Saturnino v. Philamlife - False Representation
7 SCRA 316
> 2 months prior to the insurance of the policy, Saturnino was operated on for cancer, involving complete removal of the right breast, including the pectoral muscles and the glands, found in the right armpit.
> Notwithstanding the fact of her operation, Saturnino did not make a disclosure thereof in her application for insurance.
> She stated therein that she did not have, nor had she ever had, among others listed in the application, cancer or other tumors; that she had not consulted any physician, undergone any operation or suffered any injury within the preceding 5 years.
> She also stated that she had never been treated for, nor did she ever have any illness or disease peculiar to her sex, particularly of the breast, ovaries, uterus and menstrual disorders.
> The application also recited that the declarations of Saturnino constituted a further basis for the issuance of the policy.

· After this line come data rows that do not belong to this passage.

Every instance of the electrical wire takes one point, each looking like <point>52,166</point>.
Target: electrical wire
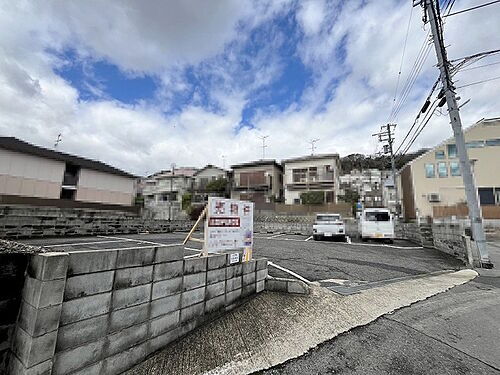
<point>472,8</point>
<point>478,82</point>
<point>401,64</point>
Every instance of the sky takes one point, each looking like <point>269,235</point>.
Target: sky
<point>142,85</point>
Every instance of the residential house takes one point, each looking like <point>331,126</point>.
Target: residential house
<point>258,181</point>
<point>367,183</point>
<point>318,173</point>
<point>433,180</point>
<point>205,180</point>
<point>36,175</point>
<point>163,192</point>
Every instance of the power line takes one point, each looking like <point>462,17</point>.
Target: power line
<point>478,82</point>
<point>480,66</point>
<point>401,64</point>
<point>472,8</point>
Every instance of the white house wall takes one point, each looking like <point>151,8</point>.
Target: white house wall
<point>29,175</point>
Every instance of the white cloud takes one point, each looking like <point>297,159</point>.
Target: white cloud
<point>353,47</point>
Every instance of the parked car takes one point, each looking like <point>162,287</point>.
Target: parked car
<point>328,225</point>
<point>376,223</point>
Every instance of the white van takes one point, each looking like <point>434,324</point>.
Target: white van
<point>376,223</point>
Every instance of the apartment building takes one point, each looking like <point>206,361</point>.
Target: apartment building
<point>35,175</point>
<point>258,181</point>
<point>210,181</point>
<point>434,180</point>
<point>163,191</point>
<point>318,173</point>
<point>367,183</point>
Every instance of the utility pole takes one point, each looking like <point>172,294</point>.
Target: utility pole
<point>263,137</point>
<point>431,8</point>
<point>171,192</point>
<point>387,135</point>
<point>313,145</point>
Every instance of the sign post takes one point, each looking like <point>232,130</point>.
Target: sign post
<point>229,226</point>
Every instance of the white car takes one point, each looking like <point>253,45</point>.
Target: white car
<point>376,223</point>
<point>328,225</point>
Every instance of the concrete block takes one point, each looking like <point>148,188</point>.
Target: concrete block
<point>128,317</point>
<point>194,281</point>
<point>234,271</point>
<point>192,296</point>
<point>128,277</point>
<point>195,265</point>
<point>230,260</point>
<point>126,338</point>
<point>248,278</point>
<point>260,286</point>
<point>131,296</point>
<point>215,304</point>
<point>163,340</point>
<point>86,307</point>
<point>168,270</point>
<point>261,274</point>
<point>215,276</point>
<point>169,254</point>
<point>41,294</point>
<point>135,257</point>
<point>124,360</point>
<point>166,287</point>
<point>89,284</point>
<point>297,287</point>
<point>215,290</point>
<point>260,264</point>
<point>216,261</point>
<point>33,350</point>
<point>234,283</point>
<point>17,368</point>
<point>75,334</point>
<point>165,305</point>
<point>91,261</point>
<point>37,322</point>
<point>48,266</point>
<point>163,323</point>
<point>92,369</point>
<point>79,357</point>
<point>249,266</point>
<point>248,290</point>
<point>232,296</point>
<point>276,285</point>
<point>192,312</point>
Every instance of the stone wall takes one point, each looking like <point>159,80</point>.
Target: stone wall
<point>104,311</point>
<point>26,221</point>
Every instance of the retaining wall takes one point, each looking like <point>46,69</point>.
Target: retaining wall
<point>26,221</point>
<point>101,312</point>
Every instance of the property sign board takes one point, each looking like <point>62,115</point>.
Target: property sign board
<point>228,225</point>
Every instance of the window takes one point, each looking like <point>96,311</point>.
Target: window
<point>486,196</point>
<point>377,216</point>
<point>442,169</point>
<point>454,168</point>
<point>493,142</point>
<point>429,171</point>
<point>439,154</point>
<point>299,175</point>
<point>452,151</point>
<point>474,144</point>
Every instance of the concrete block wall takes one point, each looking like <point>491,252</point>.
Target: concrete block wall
<point>107,310</point>
<point>12,268</point>
<point>31,221</point>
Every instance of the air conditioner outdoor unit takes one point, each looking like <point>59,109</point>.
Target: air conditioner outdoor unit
<point>433,197</point>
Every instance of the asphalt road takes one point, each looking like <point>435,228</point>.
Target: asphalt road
<point>456,332</point>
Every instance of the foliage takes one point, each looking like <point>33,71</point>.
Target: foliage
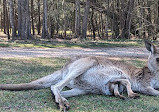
<point>72,44</point>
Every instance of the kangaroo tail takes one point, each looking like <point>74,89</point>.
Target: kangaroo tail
<point>43,82</point>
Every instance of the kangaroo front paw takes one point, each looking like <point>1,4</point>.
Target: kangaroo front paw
<point>134,95</point>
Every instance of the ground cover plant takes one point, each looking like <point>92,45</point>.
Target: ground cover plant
<point>71,44</point>
<point>26,70</point>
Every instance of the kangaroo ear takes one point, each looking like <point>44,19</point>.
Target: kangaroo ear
<point>150,47</point>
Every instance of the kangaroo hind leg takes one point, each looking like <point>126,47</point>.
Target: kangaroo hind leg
<point>127,84</point>
<point>74,70</point>
<point>114,88</point>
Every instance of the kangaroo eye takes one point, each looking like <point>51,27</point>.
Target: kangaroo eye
<point>157,59</point>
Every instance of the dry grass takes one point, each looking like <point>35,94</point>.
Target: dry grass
<point>25,70</point>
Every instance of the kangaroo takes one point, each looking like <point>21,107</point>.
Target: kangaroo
<point>98,75</point>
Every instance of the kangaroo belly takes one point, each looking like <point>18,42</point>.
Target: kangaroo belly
<point>96,79</point>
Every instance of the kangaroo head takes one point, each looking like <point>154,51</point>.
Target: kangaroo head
<point>153,60</point>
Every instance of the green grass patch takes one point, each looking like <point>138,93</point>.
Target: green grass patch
<point>26,70</point>
<point>72,44</point>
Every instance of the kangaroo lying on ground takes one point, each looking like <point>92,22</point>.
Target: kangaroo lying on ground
<point>98,75</point>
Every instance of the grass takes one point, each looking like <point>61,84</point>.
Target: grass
<point>26,70</point>
<point>70,44</point>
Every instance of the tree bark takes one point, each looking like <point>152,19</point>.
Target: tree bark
<point>85,19</point>
<point>45,33</point>
<point>4,15</point>
<point>24,30</point>
<point>77,19</point>
<point>7,23</point>
<point>39,21</point>
<point>11,11</point>
<point>32,16</point>
<point>125,33</point>
<point>92,24</point>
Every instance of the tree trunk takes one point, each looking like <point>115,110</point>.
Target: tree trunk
<point>4,15</point>
<point>32,16</point>
<point>24,30</point>
<point>125,33</point>
<point>85,19</point>
<point>39,22</point>
<point>77,19</point>
<point>1,21</point>
<point>11,11</point>
<point>45,33</point>
<point>7,23</point>
<point>92,24</point>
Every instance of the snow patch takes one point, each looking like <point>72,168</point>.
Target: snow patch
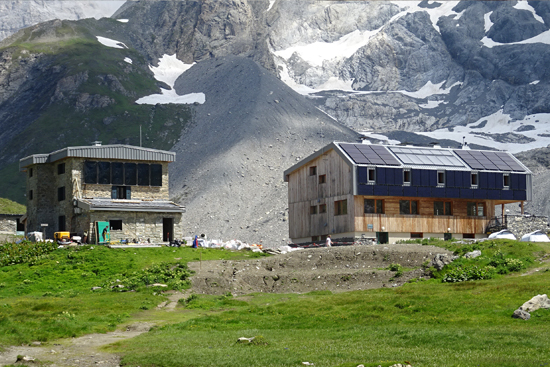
<point>110,43</point>
<point>168,70</point>
<point>544,37</point>
<point>500,123</point>
<point>488,22</point>
<point>524,5</point>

Whether or not the insured made such false representation of material facts as to avoid the policy.
There can be no dispute that the information given by her in the application for insurance was false, namely, that she never had cancer or tumors or consulted any physician or undergone any operation within the preceding period of 5 years.
The question to determine is: Are the facts then falsely represented material? The Insurance Law provides that “materiality is to be determined not by the event, but solely by the probable and reasonable influence of the facts upon the party to whom the communication is due, in forming his estimate of the proposed contract, or making his inquiries.
The contention of appellants is that the facts subject of the representation were not material in view of the non-medical nature of the insurance applied for, which does away with the usual requirement of medical examination before the policy is issued. The contention is without merit. If anything, the waiver of medical examination renders even more material the information required of the applicant concerning previous condition of health and diseases suffered, for such information necessarily constitutes an important factor which the insurer takes into consideration in deciding whether to issue the policy or not.
Appellants also contend that there was no fraudulent concealment of the truth inasmuch as the insured herself did not know, since her doctor never told her, that the disease for which she had been operated on was cancer. In the first place, concealment of the fact of the operation itself was fraudulent, as there could not have been any mistake about it, no matter what the ailment.
Secondly, in order to avoid a policy, it is not necessary to show actual fraud on the part of the insured. In this jurisdiction, concealment, whether intentional or unintentional entitled the insurer to rescind the contract of insurance, concealment being defined as “negligence to communicate that which a party knows and ought to communicate.” The basis of the rule vitiating the contract in cases of concealment is that it misleads or deceives the insurer into accepting the risk, or accepting it at a rate of premium agreed upon. The insurer, relying upon the belief that the insured will disclose every material fact within his actual or presumed knowledge, is misled into a belief that the circumstances withheld does not exist, and he is thereby induced to estimate the risk upon a false basis that it does not exist.